The cold waters near Antarctica are filled with lush forests of 4 main species of large algae plants, or seaweeds.

Researchers are comparing their pervasiveness to giant kelp forests of the more temperate Pacific coast of California.

SOUNDBITE: Chuck Amsler, Phycologist, Univ. of Alabama at Birmingham: “You enter these dense forests. They rise up 3 or 4 feet off the bottom just carpeting the bottom.”

Researchers have found the plants and invertebrates in this region produce defensive chemicals, and some are under study for the treatment of at least one type of cancer.

Researchers from the University of Alabama at Birmingham are in the midst of a 3-month diving expedition to the frozen continent.

The video, shot by lead researcher Chuck Amsler, shows lush growths below the ocean surface along the western side of Antarctica’s peninsula.

SOUNDBITE: Chuck Amsler, Phycologist, Univ. of Alabama at Birmingham: “You don’t think about there being forests in Antarctica. But there truly are these forests of giant seaweeds underneath the surface of the water.”

The large brown algae forest includes one species that can grow up to 50 feet in length and up to 4 feet wide. These lie on the bottom, at a depth of 100 feet and more, and cover the floor nearly 100 percent in some areas.

Another brown macroalgae, or seaweed, has small spherical gas-filled bladders to make it buoyant, and the 6 foot tall plants stay upright.

Smaller algae grows at shallower depths, but still, often covers the sea floor.

These lush Antarctic forests are different from their counterparts in warmer climates.

SOUNDBITE: Chuck Amsler, Phycologist, Univ. of Alabama at Birmingham: “And what’s unusual compared to other large forests of algae in other places in the world, is that these forests of algae are chemically defended. They are using compounds to make them taste bad.”

By tasting bad, large algae doesn’t get eaten by other organisms. They feast on smaller algae, and that in turn keeps the small algae from encroaching on the big algae.

Then, besides the forests, there is other thriving life in these cold waters.

SOUNDBITE: Chuck Amsler, Phycologist, Univ. of Alabama at Birmingham: “There are lots of very steep shores, where especially when we get down deep, we get to be on pretty much vertical walls. And when you’re on vertical walls, and there are overhangs and things, the big seaweeds don’t do as well.
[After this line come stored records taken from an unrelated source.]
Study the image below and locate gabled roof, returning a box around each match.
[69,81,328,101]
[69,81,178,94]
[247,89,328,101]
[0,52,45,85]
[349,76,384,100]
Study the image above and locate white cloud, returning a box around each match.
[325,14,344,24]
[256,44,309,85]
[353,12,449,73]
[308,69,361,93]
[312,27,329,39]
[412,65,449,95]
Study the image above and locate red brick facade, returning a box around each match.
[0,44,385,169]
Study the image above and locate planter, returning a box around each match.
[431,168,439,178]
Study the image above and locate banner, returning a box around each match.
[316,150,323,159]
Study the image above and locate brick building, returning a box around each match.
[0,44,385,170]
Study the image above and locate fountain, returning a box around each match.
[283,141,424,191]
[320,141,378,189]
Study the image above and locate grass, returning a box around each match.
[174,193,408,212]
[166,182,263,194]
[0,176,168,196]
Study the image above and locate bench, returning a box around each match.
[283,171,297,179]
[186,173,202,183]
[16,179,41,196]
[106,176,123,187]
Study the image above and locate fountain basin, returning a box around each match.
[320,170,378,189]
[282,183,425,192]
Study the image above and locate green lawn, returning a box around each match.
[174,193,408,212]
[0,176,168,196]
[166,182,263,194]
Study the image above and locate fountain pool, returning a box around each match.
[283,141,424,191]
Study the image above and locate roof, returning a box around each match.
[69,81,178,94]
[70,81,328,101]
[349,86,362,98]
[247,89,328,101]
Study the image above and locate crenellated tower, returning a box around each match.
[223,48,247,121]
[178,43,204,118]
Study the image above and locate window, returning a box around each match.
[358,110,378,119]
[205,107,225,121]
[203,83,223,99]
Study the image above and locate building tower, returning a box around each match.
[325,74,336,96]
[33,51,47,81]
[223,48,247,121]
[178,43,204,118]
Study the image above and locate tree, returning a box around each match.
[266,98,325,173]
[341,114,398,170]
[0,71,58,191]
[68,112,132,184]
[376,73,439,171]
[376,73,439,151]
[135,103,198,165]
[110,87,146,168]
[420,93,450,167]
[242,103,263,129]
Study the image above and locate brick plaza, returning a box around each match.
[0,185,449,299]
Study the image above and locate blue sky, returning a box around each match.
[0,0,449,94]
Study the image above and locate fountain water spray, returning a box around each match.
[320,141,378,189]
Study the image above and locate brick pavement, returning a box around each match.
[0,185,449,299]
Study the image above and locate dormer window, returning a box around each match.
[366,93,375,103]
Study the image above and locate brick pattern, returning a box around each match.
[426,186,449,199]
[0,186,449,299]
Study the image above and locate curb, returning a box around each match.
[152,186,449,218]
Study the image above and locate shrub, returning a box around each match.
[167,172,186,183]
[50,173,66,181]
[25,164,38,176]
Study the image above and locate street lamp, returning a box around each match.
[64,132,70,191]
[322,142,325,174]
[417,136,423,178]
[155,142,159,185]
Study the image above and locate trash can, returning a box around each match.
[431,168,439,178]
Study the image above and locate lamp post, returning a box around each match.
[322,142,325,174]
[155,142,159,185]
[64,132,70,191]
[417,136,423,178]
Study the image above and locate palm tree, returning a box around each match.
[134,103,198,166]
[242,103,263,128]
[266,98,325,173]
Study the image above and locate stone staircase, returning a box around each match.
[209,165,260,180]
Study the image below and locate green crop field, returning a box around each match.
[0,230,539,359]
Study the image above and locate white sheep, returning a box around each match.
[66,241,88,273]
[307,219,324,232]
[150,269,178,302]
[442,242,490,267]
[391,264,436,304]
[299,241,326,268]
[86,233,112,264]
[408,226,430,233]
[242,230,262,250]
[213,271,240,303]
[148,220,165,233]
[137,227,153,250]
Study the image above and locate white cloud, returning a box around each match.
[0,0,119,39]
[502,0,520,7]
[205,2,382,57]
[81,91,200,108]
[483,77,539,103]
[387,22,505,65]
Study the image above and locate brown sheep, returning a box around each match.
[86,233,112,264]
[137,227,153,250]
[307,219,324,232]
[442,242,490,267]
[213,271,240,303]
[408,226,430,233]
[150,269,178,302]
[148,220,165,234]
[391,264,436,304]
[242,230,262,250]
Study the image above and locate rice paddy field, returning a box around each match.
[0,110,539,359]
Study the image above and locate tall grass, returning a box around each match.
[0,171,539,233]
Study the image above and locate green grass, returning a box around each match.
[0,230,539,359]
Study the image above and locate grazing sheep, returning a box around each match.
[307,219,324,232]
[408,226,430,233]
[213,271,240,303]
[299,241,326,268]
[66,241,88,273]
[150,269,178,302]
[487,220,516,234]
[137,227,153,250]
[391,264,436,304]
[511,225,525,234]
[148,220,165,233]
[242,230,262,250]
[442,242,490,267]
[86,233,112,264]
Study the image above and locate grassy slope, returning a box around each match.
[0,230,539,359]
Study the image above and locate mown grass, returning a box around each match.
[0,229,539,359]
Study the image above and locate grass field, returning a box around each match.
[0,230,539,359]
And that’s where we can start to find really lush and really diverse communities of sponges and colonial sea squirts or tunicates, soft corals, you don’t think about corals, and it’s not hard re-forming corals but gorgonian and soft corals. And they will cover nearly a 100 percent or certainly well over 60-70 percent of that surface.”

From some of the tunicates, the researchers discovered a compound that in the laboratory, in early studies, has been shown to combat some forms of melanoma in mice.

SOUNDBITE: Jim McClintock, Marine Chemical Ecologist, UAB: “We certainly have the potential of discovering a compound that could help fight cancer, or AIDS or a flu virus, these types of things.”

Because the water is so cold, the researchers’ dives are limited to 30-40 minutes at a time. They wear thick layers of underwear under dry suits, but their hands do get cold.

SOUNDBITE: Chuck Amsler, Phycologist, Univ. of Alabama at Birmingham: “Unfortunately, if we wore as much on our hands as we wore everywhere else, we’d be wearing boxing gloves and we wouldn’t get a lot of work done. So you’re hands get cold. We have some tricks, and chemical heater packs on the hands are nice.”

Their primary goal on these dive studies is to find out more about the ecosystems in these underwater forests, and learn about the relationships between the creatures and plants that live there.

The University of Alabama at Birmingham in Antarctica expedition is funded by the National Science Foundation.